I agree with most of you, the attachement is junk and worthless.  There is no way it can get warm, too high away from the heat.  I agree I use cotton balls and good ole tampax tampons.


----------



## dognducks (Dec 20, 2006)

dearmisser said:


> I agree with most of you, the attachement is junk and worthless.  There is no way it can get warm, too high away from the heat.  I agree I use cotton balls and good ole tampax tampons.


yeah ill use the tampax only if you go in there and explain to the lady at the convienent store why im buying them


----------



## Joe Moran (Dec 20, 2006)

strutrut247 said:


> yeah ill use the tampax only if you go in there and explain to the lady at the convienent store why im buying them


 

C'mon man! What do you care?


----------



## 338mag (Jan 13, 2007)

*got that right*



Joe Moran said:


> If you own a thermacell and wanted to try the Thermascent unit out, save yourself about $14 & buy the replacement scent pads & platforms for about $8.
> 
> The platform snaps right on to the Thermacell.
> 
> They don't advertise that they are interchangable, but they are.


joe's right there the same thing you buy one and you really have both they wont tell you that,they want the xtra cheese.


----------



## Joe Moran (Jan 14, 2007)

I don't understand why some folks say they don't get hot enough. 

Mine did just fine. It got hot enough, that after the hunt, the pad was actually toasted from the heat.

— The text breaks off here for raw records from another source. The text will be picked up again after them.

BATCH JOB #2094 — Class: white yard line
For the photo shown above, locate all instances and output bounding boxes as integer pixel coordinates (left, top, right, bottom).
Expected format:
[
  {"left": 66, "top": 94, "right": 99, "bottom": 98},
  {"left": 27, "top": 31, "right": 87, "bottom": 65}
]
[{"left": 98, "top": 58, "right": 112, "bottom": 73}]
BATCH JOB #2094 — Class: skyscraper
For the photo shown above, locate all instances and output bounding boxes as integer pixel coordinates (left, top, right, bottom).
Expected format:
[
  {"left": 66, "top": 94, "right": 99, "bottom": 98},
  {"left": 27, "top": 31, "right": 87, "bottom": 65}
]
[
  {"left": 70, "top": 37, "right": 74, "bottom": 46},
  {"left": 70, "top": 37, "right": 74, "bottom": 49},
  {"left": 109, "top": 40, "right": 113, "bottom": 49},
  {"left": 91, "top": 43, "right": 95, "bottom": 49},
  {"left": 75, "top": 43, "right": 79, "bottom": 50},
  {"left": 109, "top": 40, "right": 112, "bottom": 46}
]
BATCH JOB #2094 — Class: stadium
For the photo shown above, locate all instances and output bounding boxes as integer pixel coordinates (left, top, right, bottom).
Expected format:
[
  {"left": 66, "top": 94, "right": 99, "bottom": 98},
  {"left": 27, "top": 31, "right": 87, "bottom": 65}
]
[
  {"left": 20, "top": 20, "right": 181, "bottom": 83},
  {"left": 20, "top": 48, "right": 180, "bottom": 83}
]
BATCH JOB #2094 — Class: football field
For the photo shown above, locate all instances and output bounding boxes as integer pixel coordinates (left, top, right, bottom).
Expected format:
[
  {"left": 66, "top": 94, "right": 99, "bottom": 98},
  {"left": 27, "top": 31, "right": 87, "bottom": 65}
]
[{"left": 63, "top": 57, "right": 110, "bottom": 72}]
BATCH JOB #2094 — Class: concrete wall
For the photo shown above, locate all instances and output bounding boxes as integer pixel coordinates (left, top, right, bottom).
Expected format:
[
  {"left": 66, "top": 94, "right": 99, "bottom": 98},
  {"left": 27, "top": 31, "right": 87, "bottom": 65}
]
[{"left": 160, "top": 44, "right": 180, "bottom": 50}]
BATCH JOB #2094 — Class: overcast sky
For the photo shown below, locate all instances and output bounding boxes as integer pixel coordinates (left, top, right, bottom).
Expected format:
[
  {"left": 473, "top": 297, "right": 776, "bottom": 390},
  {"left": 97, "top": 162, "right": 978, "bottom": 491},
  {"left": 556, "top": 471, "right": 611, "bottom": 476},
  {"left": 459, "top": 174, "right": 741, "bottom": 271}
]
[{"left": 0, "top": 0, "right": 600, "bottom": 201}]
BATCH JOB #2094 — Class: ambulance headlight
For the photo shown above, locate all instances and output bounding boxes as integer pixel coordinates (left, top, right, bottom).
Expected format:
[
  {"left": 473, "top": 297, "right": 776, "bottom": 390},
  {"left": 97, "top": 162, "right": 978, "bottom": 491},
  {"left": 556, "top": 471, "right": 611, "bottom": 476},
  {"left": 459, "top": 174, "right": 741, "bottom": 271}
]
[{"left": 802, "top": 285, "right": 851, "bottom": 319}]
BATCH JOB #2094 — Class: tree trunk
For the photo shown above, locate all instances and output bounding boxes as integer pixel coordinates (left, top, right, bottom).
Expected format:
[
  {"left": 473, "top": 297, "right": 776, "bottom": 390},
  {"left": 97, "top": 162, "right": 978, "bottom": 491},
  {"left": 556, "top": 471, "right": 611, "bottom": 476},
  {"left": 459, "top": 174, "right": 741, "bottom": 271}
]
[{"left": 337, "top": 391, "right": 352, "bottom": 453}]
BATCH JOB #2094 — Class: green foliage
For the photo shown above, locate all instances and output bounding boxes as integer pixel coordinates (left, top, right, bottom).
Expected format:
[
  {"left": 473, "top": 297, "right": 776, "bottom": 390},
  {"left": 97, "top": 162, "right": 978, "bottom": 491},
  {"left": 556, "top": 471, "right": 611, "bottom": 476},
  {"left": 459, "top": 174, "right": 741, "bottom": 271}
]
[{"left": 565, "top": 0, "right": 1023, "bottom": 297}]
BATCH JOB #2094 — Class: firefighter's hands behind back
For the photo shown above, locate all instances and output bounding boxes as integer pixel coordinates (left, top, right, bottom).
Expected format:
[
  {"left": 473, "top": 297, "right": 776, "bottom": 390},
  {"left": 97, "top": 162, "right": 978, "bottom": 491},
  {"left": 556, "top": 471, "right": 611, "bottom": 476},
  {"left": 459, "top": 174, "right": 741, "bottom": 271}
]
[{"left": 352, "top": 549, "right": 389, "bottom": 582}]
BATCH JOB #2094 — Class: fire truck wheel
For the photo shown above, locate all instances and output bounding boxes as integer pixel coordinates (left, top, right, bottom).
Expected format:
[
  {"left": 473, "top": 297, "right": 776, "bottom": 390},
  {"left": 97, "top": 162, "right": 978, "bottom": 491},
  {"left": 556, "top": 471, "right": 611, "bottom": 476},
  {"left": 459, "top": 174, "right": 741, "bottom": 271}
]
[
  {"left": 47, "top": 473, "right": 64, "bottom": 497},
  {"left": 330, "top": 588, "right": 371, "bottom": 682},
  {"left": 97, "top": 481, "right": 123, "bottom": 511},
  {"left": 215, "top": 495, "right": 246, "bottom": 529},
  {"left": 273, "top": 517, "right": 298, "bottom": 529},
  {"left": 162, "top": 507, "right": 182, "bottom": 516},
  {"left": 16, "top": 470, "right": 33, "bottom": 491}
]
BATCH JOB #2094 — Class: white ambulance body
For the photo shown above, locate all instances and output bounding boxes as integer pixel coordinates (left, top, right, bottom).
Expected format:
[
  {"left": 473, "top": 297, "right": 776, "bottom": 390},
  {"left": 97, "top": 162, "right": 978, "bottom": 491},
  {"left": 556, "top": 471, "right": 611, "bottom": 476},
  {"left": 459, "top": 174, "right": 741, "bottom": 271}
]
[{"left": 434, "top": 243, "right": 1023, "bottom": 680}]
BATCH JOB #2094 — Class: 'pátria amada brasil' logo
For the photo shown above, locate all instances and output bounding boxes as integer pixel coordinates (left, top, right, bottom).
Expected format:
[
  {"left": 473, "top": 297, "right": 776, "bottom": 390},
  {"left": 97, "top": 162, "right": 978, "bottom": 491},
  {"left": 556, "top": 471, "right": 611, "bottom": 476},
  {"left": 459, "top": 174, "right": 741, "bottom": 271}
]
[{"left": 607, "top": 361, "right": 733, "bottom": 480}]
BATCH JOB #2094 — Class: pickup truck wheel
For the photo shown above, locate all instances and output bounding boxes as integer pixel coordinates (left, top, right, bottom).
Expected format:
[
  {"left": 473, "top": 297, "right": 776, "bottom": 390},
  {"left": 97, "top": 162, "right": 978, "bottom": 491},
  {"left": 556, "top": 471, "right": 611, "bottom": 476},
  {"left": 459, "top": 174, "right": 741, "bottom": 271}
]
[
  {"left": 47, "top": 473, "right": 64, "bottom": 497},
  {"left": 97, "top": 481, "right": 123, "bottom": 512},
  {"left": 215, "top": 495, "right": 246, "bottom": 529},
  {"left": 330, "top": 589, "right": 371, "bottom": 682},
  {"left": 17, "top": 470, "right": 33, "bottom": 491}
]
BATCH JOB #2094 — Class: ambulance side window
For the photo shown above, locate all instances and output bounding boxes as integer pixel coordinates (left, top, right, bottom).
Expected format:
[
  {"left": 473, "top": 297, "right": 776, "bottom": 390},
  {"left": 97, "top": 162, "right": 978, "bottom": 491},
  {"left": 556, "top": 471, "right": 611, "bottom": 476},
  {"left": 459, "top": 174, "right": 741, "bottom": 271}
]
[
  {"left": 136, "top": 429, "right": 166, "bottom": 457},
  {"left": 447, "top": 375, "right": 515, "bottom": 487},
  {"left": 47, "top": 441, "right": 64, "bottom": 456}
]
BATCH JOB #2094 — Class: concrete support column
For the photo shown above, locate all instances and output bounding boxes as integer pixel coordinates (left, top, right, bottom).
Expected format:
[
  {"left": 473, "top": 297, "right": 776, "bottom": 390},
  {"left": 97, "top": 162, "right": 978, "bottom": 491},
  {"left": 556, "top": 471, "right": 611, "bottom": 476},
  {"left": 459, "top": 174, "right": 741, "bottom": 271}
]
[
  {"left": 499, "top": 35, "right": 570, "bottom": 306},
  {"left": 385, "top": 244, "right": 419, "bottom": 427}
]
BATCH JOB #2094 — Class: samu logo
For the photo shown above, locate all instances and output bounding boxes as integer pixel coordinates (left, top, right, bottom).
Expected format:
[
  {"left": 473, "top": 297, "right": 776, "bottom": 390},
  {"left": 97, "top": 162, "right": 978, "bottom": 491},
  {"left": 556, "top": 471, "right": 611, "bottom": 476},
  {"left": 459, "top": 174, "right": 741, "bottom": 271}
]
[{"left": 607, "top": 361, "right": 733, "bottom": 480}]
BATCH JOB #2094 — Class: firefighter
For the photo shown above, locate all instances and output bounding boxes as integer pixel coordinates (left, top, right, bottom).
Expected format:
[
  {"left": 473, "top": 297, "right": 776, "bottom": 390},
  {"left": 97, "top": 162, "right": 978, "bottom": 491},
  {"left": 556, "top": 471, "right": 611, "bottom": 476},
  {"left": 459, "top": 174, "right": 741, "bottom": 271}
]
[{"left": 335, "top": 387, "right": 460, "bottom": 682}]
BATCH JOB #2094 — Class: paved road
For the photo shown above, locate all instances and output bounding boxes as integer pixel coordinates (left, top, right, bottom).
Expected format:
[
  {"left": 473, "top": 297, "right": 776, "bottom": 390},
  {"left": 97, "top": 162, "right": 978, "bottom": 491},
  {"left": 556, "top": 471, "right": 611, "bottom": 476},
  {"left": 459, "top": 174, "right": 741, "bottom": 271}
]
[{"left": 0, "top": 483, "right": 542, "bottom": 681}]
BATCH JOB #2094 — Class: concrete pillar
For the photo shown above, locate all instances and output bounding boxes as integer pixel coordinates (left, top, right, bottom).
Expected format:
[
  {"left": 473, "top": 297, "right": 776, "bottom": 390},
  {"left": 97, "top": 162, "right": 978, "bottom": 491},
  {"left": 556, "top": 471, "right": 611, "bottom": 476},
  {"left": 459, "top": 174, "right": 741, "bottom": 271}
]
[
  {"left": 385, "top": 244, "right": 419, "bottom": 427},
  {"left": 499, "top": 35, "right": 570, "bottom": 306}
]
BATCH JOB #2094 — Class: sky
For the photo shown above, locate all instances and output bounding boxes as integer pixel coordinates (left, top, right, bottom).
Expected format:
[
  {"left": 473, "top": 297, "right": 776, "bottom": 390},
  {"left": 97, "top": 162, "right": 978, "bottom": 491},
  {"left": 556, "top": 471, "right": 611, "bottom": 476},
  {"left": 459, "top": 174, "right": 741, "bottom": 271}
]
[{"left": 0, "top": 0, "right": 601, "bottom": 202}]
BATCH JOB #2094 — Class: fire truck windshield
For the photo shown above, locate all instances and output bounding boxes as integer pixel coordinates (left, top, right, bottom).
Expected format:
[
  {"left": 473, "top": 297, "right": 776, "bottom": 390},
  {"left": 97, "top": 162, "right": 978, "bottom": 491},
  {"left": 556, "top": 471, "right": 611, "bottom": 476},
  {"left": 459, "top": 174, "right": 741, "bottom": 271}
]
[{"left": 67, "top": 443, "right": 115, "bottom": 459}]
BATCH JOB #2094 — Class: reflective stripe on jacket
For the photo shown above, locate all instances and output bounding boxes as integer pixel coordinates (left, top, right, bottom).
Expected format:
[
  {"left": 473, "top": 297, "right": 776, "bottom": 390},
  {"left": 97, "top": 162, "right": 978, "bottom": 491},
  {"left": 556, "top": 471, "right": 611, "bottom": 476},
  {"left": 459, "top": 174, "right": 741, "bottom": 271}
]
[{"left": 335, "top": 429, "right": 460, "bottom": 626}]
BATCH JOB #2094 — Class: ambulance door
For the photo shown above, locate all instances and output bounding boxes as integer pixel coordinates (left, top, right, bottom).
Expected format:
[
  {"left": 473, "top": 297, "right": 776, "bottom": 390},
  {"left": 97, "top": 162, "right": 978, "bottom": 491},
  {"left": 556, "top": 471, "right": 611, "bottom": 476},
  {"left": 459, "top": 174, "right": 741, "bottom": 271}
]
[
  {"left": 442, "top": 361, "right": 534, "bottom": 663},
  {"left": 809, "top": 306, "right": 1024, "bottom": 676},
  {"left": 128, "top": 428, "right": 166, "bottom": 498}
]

The instructions say that it won't work in high winds, and thety recommend placing the pad right on the heater then.

Mine worked fine.


----------



## TNhunterKMC (Jan 18, 2007)

Some products are good and some are gimmicks made to separate hunters from their hard-earned money.  I chock the Thermascent up as one of those gimmicks.  I stand behind my claims above - Thermacell - awesome product - Thermascent (and adapter for use with regular Thermacell) JUNK.  When I buy a product and think it is good I'll add very postive reviews on MANY hunting forums.   When I buy one and think it is a ripoff - I like to warn others about the issues I see with the product.  If I would have read some posts like are mentioned here about the Thermascent I would not have wasted my money.  Since they were new this year there really wasn't anything out much about them.  Hopefully they'll have 1000s of them in surplus and sell them for what they're worth - maybe $5.


----------



## wam777 (Jan 18, 2007)

*HOT HANDS!!!!*

Save some money get you some Hot Hands (.50 each). Shake as many as you want up, put your favorite scent on them, throw them out, hang em in a tree whatever been doing it for years and it works great.


----------